Yes — it's OpenAI API compatible. Any tool that works with GPT works with Ollama. Just change the base URL.

Step 4: Make It a Server

Want other devices on your network to access it?

# Start Ollama with network access
OLLAMA_HOST=0.0.0.0 ollama serve

Now any device on your network can query http://YOUR_IP:11434.

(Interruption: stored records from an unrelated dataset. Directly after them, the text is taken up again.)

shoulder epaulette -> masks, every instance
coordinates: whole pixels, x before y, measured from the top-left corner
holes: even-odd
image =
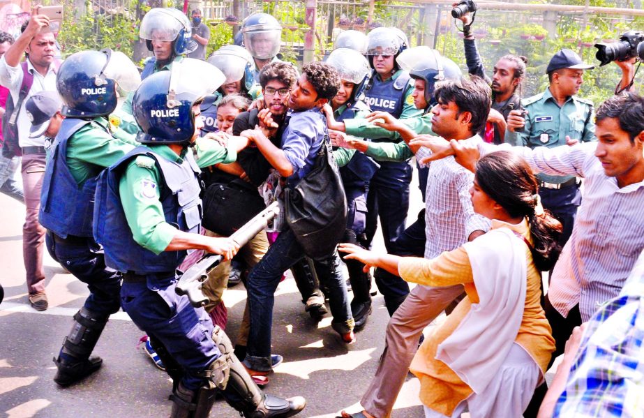
[[[152,168],[154,167],[154,158],[150,158],[147,156],[139,156],[136,158],[136,160],[135,160],[134,162],[138,167],[142,168],[152,170]]]

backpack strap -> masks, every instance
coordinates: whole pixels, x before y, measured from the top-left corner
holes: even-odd
[[[22,106],[22,102],[24,101],[29,90],[31,89],[31,85],[33,84],[33,75],[29,73],[27,67],[27,61],[25,61],[20,66],[22,67],[22,84],[20,84],[20,91],[18,93],[18,101],[16,102],[13,107],[13,113],[9,118],[9,123],[15,125],[15,121],[18,119],[18,114],[20,113],[20,107]]]

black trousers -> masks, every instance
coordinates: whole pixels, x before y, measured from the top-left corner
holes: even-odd
[[[544,310],[546,311],[546,318],[548,319],[550,327],[553,329],[553,337],[555,338],[555,345],[556,346],[555,352],[553,353],[553,357],[550,359],[550,363],[548,364],[548,368],[550,368],[553,366],[553,363],[555,362],[557,357],[564,353],[564,350],[566,348],[566,342],[572,335],[572,330],[575,327],[581,325],[581,315],[579,314],[579,305],[575,305],[574,308],[568,313],[568,317],[564,318],[550,303],[548,295],[546,295]],[[527,409],[523,413],[525,418],[535,418],[537,417],[546,391],[548,391],[548,385],[545,383],[537,388],[530,405],[527,405]]]

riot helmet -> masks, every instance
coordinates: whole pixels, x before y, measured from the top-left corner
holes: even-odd
[[[244,46],[253,58],[270,59],[280,52],[282,27],[266,13],[250,15],[241,25]]]
[[[225,79],[214,66],[191,58],[175,62],[170,71],[147,77],[132,99],[132,114],[141,129],[137,141],[189,144],[195,133],[193,106],[212,94]]]
[[[403,39],[391,28],[375,28],[367,35],[367,57],[369,65],[373,67],[373,57],[377,55],[393,55],[394,57],[402,50]],[[394,61],[394,68],[398,64]]]
[[[396,61],[401,68],[409,72],[412,78],[425,82],[425,100],[430,106],[436,103],[434,98],[436,82],[459,80],[463,76],[454,61],[441,57],[438,51],[428,46],[405,50]]]
[[[407,35],[405,34],[405,32],[403,32],[402,29],[395,27],[390,27],[387,29],[394,31],[394,32],[396,33],[396,35],[400,38],[401,44],[400,50],[399,51],[400,52],[402,52],[411,46],[409,43],[409,39],[407,38]]]
[[[136,66],[123,52],[107,49],[72,54],[56,77],[64,103],[61,113],[70,118],[106,116],[117,107],[117,89],[123,96],[140,83]]]
[[[359,31],[343,31],[336,38],[334,50],[349,48],[364,55],[367,53],[367,36]]]
[[[338,70],[340,78],[355,84],[349,100],[355,103],[359,100],[371,73],[367,59],[354,50],[340,48],[329,54],[327,64]]]
[[[255,62],[246,48],[234,45],[223,46],[210,56],[208,62],[223,73],[226,77],[225,84],[241,81],[243,93],[248,93],[253,88]]]
[[[192,39],[192,25],[188,16],[173,8],[153,8],[141,20],[139,36],[145,39],[148,50],[152,51],[153,40],[172,43],[172,52],[182,55],[197,49]]]

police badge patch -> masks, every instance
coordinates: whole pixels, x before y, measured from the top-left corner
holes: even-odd
[[[141,195],[147,199],[156,199],[156,184],[147,179],[141,180]]]

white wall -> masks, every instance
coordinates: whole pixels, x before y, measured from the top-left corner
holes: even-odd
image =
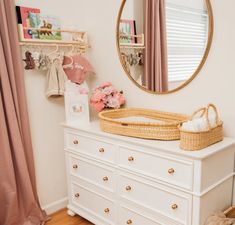
[[[225,125],[225,135],[235,137],[235,20],[234,0],[212,0],[215,34],[212,49],[199,76],[183,90],[169,95],[148,94],[125,75],[116,50],[116,19],[121,0],[17,0],[55,14],[66,24],[86,30],[92,49],[90,59],[97,72],[92,86],[112,81],[124,91],[128,106],[192,113],[209,102],[215,103]],[[69,4],[68,4],[69,3]],[[40,200],[50,204],[66,196],[62,130],[62,101],[44,97],[45,77],[25,74],[30,120],[36,157]]]

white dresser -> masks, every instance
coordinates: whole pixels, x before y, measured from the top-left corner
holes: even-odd
[[[97,225],[203,225],[231,205],[235,141],[197,152],[64,124],[69,205]]]

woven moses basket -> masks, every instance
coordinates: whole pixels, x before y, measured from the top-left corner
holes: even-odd
[[[189,119],[181,114],[137,108],[107,110],[99,113],[99,117],[104,132],[156,140],[179,140],[178,125]],[[128,121],[131,117],[147,118],[151,122]]]
[[[209,110],[213,109],[216,114],[216,126],[211,127],[209,122]],[[223,140],[223,122],[219,120],[218,111],[213,104],[209,104],[207,108],[201,108],[197,110],[191,116],[192,120],[196,115],[201,113],[200,117],[205,116],[207,121],[208,129],[202,132],[185,131],[182,129],[182,124],[179,126],[180,129],[180,148],[188,151],[196,151],[208,147],[209,145],[215,144],[216,142]]]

What I've Built With This:

Telegram Bot running 24/7 on a Mac Mini, answering questions via local Qwen 3.5
Code Review Agent using Qwen 3 Coder 30B — reviews PRs in ~12 seconds
Document Q&A with RAG pipeline — load PDFs, ask questions, get cited answers
Garmin Watch Face that fetches stock data (the background service uses local AI for formatting)

The Cost Comparison

Solution	Monthly Cost	Privacy	Speed
OpenAI GPT-4o	$20-200+	❌ Cloud	Fast
Anthropic Claude	$20-100+	❌ Cloud	Fast
Google Gemini	$0-25+	❌ Cloud	Fast
Ollama (Local)	$0	✅ Private	Fast

The only cost is electricity — roughly $5-15/month if running 24/7 on a desktop PC.

Pro Tips

Use GPU, not CPU — A $150 used RTX 3060 is 10-15x faster than any CPU
Start with 7-9B models — They're surprisingly capable and fast
Try different models for different tasks — coding, reasoning, and chat each have specialists
Enable the OpenAI-compatible API — instant compatibility with thousands of tools
Set up auto-start — systemctl enable ollama on Linux, launchd on macOS
Run multiple models — I keep 3-4 models loaded and switch based on the task

My Current Setup

I run a 3-machine lab:

Machine	Role	Model
Mac Mini M4	Quick chat, orchestration	Qwen 3 4B
Windows PC (RTX 3060)	Heavy inference, coding	Qwen 3 Coder 30B
Ubuntu box	Fallback, background tasks	minicpm-v

Total monthly API cost: $0. Total hardware cost: one $150 used GPU.

Want to Go Deeper?

I write about running AI locally, home lab setups, and turning hardware into income. If you want more of this, drop a comment — I read every one.

Top comments (1)

Max Quimby • Jun 13

Great practical writeup — I run a couple of always-on local models on a Mac Mini for exactly the "no per-token anxiety" reason, and it genuinely changes how freely you experiment. One nuance I'd add so people set expectations right: "$0/month" is really "cost moved from opex to capex + your time." The number that decides whether local actually wins is concurrency, not single-stream speed. Ollama is lovely for one request at a time, but the moment you have a handful of simultaneous users it serializes and your p95 falls off a cliff — that's where batching runtimes (vLLM, or llama.cpp's continuous batching) start to matter and the comparison table gets more complicated. For a personal bot or a code-review agent that runs one PR at a time, local is the right call and the privacy win is real. Have you pushed yours past single-user — any luck with batched serving, or is it strictly one-at-a-time on the 3060?